While the virus might not be life-threatening to all who contract the virus, it can be life-changing.
Summer Maxwell said she contracted COVID-19 in July. She reported feeling constant dizziness and loss of taste and smell.
"The initial feeling was shocking, devastating," she said. "I was constantly eating food, constantly drinking things that normally had a potent taste. Couldn't drink anything. Couldn't smell anything. Nothing."
Five months later, the 27-year-old Chicagoan said she is still feeling the impact of the virus.
She said her smell has finally returned, but so has the dizziness. When she drinks alcohol, her taste buds vanish all over again.
"It's nothing like it. To feel completely normal and then be almost absent from your body is exactly how it feels," she said.
Jhary Bornip said she faced respiratory challenges and labored breathing as a result of the virus, and she also lost her sense of taste and smell.
The 32-year-old said she has seen an ear, nose and throat specialist.

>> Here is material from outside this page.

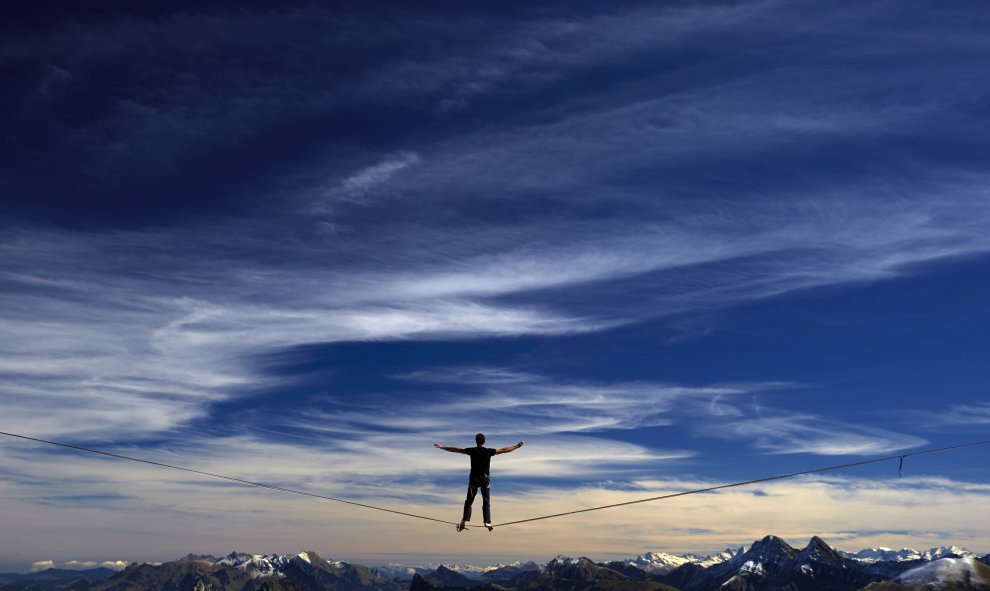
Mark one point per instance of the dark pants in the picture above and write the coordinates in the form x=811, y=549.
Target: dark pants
x=484, y=483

She said the road to get her senses back has been a costly one.
"Now I'm doing a treatment that's not covered by insurance so it's expensive," she said.
The ladies are members of a group that no one wants to belong to: the "long-haulters," who experience side effects of COVID-19 long after contracting it.
"Younger adults often do not get as sick with COVID to begin with, but young adults just like others can be susceptible to long, lingering symptoms or so called long-haul COVID," said Dr. Deborah Burnet, Chief of General Internal Medicine, University of Chicago.
Burnet said the symptoms can range from fatigue to shortness of breath, coughing, joint pain, brain fog and loss of taste and smell.
"You can't predict what symptoms an individual will have. Some people are dealing with headaches, sleep problems. So it's not something to toss off. Oh, I can deal with not smelling. Nobody knows how it's going to affect them," she said.
Chicago R&B singer Jeremih recently shared his battle with the virus after the spent weeks in the hospital fighting for his life.
RELATED: Jeremih shares details of fight for life against COVID-19, new album with Chance The Rapper
At 33, he considered himself to be very healthy.
"I was weak. I went in there probably weighing 220 and I left at 175. I'm like I'm damn near skin and bones," he said. "I wouldn't wish that on nobody, to go through what I went through," he said.
Bornip and Maxwell said they were grateful because they know things could look a lot worse for them, but they can't help but wish that their lives would go back to normal.